A load of this kind, combined with special nutrition for growth and determination, can give good results; you can increase your height by up to 10 cm! And this, you see, is not little.

The effect will be visible only if exercises on the horizontal bar are performed correctly to increase height. Be sure to alternate tension with relaxation. All this is done in free hanging. Under no circumstances jump off the horizontal bar after finishing the exercises. All results from such actions are reduced to zero. Do not work too hard during training to increase height on the horizontal bar; it will be enough to perform four to six exercises in one workout. Each exercise must be performed 6-8 times. Always remember to breathe correctly, the effectiveness of the exercises depends on it. Always inhale when pulling up or raising your legs, and exhale when lowering. Try doing the opposite and you will see how much harder it becomes to do the exercises.

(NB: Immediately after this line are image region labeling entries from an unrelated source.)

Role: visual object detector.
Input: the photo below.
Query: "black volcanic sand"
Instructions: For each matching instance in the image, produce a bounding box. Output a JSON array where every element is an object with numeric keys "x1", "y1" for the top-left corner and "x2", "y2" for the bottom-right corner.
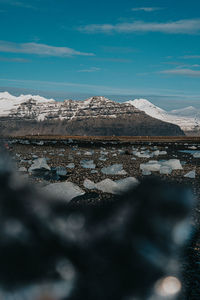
[{"x1": 5, "y1": 142, "x2": 200, "y2": 213}]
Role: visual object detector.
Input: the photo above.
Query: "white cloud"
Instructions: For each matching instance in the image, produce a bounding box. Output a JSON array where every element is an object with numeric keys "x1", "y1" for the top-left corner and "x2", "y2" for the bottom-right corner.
[
  {"x1": 78, "y1": 19, "x2": 200, "y2": 34},
  {"x1": 159, "y1": 69, "x2": 200, "y2": 77},
  {"x1": 77, "y1": 67, "x2": 101, "y2": 73},
  {"x1": 0, "y1": 0, "x2": 36, "y2": 9},
  {"x1": 181, "y1": 55, "x2": 200, "y2": 59},
  {"x1": 132, "y1": 7, "x2": 163, "y2": 12},
  {"x1": 0, "y1": 41, "x2": 94, "y2": 57},
  {"x1": 0, "y1": 78, "x2": 199, "y2": 98}
]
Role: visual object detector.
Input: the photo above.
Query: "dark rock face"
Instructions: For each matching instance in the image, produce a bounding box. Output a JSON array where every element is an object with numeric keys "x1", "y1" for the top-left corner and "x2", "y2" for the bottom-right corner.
[
  {"x1": 0, "y1": 97, "x2": 184, "y2": 136},
  {"x1": 0, "y1": 112, "x2": 184, "y2": 136},
  {"x1": 0, "y1": 154, "x2": 193, "y2": 300}
]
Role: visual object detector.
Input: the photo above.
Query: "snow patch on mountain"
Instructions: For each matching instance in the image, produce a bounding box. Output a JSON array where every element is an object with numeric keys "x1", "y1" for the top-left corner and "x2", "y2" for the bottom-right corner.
[{"x1": 126, "y1": 99, "x2": 200, "y2": 131}]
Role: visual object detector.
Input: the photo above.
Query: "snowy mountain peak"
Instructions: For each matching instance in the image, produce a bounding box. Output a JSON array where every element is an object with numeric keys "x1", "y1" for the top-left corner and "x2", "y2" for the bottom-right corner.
[
  {"x1": 127, "y1": 99, "x2": 200, "y2": 131},
  {"x1": 126, "y1": 99, "x2": 166, "y2": 119}
]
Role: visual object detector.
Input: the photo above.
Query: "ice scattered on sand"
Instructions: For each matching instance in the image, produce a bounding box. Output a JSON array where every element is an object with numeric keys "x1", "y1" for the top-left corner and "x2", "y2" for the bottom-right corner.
[
  {"x1": 99, "y1": 156, "x2": 107, "y2": 161},
  {"x1": 42, "y1": 181, "x2": 85, "y2": 202},
  {"x1": 66, "y1": 163, "x2": 75, "y2": 169},
  {"x1": 101, "y1": 164, "x2": 127, "y2": 175},
  {"x1": 80, "y1": 159, "x2": 96, "y2": 169},
  {"x1": 115, "y1": 177, "x2": 139, "y2": 194},
  {"x1": 83, "y1": 178, "x2": 96, "y2": 190},
  {"x1": 160, "y1": 166, "x2": 172, "y2": 175},
  {"x1": 140, "y1": 161, "x2": 161, "y2": 172},
  {"x1": 193, "y1": 152, "x2": 200, "y2": 158},
  {"x1": 184, "y1": 170, "x2": 196, "y2": 179},
  {"x1": 140, "y1": 159, "x2": 183, "y2": 174},
  {"x1": 142, "y1": 170, "x2": 151, "y2": 176},
  {"x1": 162, "y1": 159, "x2": 183, "y2": 170},
  {"x1": 18, "y1": 167, "x2": 27, "y2": 172},
  {"x1": 83, "y1": 177, "x2": 139, "y2": 194},
  {"x1": 84, "y1": 150, "x2": 94, "y2": 156},
  {"x1": 56, "y1": 166, "x2": 67, "y2": 176}
]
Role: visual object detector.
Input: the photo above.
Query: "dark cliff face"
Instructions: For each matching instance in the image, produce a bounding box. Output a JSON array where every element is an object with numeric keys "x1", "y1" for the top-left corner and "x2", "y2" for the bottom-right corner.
[
  {"x1": 0, "y1": 97, "x2": 184, "y2": 136},
  {"x1": 0, "y1": 112, "x2": 184, "y2": 136}
]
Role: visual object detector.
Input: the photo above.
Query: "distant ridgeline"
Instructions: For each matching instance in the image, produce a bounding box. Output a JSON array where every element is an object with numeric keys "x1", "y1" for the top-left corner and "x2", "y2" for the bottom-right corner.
[{"x1": 0, "y1": 92, "x2": 184, "y2": 136}]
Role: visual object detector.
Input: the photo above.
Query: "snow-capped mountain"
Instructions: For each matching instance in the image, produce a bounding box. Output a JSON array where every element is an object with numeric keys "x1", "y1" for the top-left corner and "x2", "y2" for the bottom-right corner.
[
  {"x1": 0, "y1": 92, "x2": 138, "y2": 121},
  {"x1": 170, "y1": 106, "x2": 200, "y2": 119},
  {"x1": 0, "y1": 92, "x2": 183, "y2": 136},
  {"x1": 126, "y1": 99, "x2": 200, "y2": 131}
]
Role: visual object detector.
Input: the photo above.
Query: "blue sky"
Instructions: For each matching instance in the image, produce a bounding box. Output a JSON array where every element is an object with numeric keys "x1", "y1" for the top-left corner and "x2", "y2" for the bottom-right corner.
[{"x1": 0, "y1": 0, "x2": 200, "y2": 107}]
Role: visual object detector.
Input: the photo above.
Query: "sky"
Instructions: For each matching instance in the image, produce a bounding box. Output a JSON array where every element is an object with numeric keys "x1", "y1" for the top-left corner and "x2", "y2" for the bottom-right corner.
[{"x1": 0, "y1": 0, "x2": 200, "y2": 108}]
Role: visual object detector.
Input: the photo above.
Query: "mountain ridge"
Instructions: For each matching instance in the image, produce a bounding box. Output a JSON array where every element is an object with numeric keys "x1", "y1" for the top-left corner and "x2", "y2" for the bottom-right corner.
[{"x1": 0, "y1": 93, "x2": 184, "y2": 136}]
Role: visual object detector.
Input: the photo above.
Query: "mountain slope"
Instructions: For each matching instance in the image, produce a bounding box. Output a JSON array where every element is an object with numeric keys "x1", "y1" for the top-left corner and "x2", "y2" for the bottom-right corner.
[
  {"x1": 126, "y1": 99, "x2": 200, "y2": 131},
  {"x1": 0, "y1": 93, "x2": 184, "y2": 136}
]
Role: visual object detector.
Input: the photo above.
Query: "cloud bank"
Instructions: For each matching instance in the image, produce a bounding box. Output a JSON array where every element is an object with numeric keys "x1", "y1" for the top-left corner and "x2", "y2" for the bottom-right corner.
[
  {"x1": 159, "y1": 69, "x2": 200, "y2": 77},
  {"x1": 132, "y1": 7, "x2": 163, "y2": 12},
  {"x1": 0, "y1": 41, "x2": 94, "y2": 57},
  {"x1": 78, "y1": 19, "x2": 200, "y2": 34}
]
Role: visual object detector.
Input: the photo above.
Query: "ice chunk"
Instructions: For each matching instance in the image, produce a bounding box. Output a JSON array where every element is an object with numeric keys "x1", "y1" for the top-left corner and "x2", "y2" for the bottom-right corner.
[
  {"x1": 28, "y1": 157, "x2": 51, "y2": 172},
  {"x1": 160, "y1": 166, "x2": 172, "y2": 175},
  {"x1": 159, "y1": 150, "x2": 167, "y2": 155},
  {"x1": 95, "y1": 178, "x2": 117, "y2": 194},
  {"x1": 83, "y1": 178, "x2": 96, "y2": 190},
  {"x1": 142, "y1": 170, "x2": 151, "y2": 176},
  {"x1": 19, "y1": 167, "x2": 27, "y2": 172},
  {"x1": 84, "y1": 150, "x2": 94, "y2": 156},
  {"x1": 100, "y1": 151, "x2": 108, "y2": 155},
  {"x1": 56, "y1": 166, "x2": 67, "y2": 176},
  {"x1": 193, "y1": 152, "x2": 200, "y2": 158},
  {"x1": 80, "y1": 159, "x2": 96, "y2": 169},
  {"x1": 115, "y1": 177, "x2": 139, "y2": 194},
  {"x1": 184, "y1": 170, "x2": 196, "y2": 179},
  {"x1": 66, "y1": 163, "x2": 75, "y2": 169},
  {"x1": 101, "y1": 164, "x2": 127, "y2": 175},
  {"x1": 188, "y1": 146, "x2": 197, "y2": 150},
  {"x1": 42, "y1": 181, "x2": 85, "y2": 202},
  {"x1": 140, "y1": 161, "x2": 161, "y2": 172},
  {"x1": 99, "y1": 156, "x2": 107, "y2": 161},
  {"x1": 162, "y1": 159, "x2": 183, "y2": 170}
]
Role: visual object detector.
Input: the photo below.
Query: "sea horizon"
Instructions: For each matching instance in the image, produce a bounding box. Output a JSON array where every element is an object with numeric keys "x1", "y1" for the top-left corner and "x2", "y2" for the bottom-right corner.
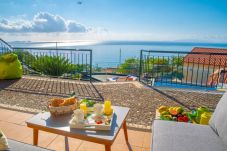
[{"x1": 6, "y1": 41, "x2": 227, "y2": 67}]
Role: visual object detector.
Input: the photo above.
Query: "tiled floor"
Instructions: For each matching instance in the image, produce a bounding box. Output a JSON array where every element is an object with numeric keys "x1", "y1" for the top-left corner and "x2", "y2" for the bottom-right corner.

to increase your height . Of course, you don’t need to do them all at once, and it’s unlikely that you will succeed. The program is divided into 3 parts according to difficulty levels. The program must be mastered gradually. If you are a beginner, start from step 1. If you are physically well prepared, you can move on to the next level.

Execution technique

Initial position

  • The weight is attached to a belt with a chain to the waist;
  • You should not hang it on your feet or put it on your ankles, this will only deprive the body of stability and will not allow you to pull yourself up effectively;
  • You need to place a support next to the horizontal bar to safely accept the hang;
  • The grip width is comfortable, slightly wider than the shoulders; in the future you can experiment with the grip;
  • While hanging on the horizontal bar, you need to tighten your stomach, tense your back so that your shoulders do not rise to your ears, and concentrate.

Movement

  • The movement begins with the convergence of the shoulder blades;
  • Then the athlete bends his elbows and pulls his chest towards the bar;
  • After this, it lingers a little at the peak point of muscle contraction, straining the back;
  • Smoothly falls down;
  • The weight can be held with your feet so that it does not swing on your belt.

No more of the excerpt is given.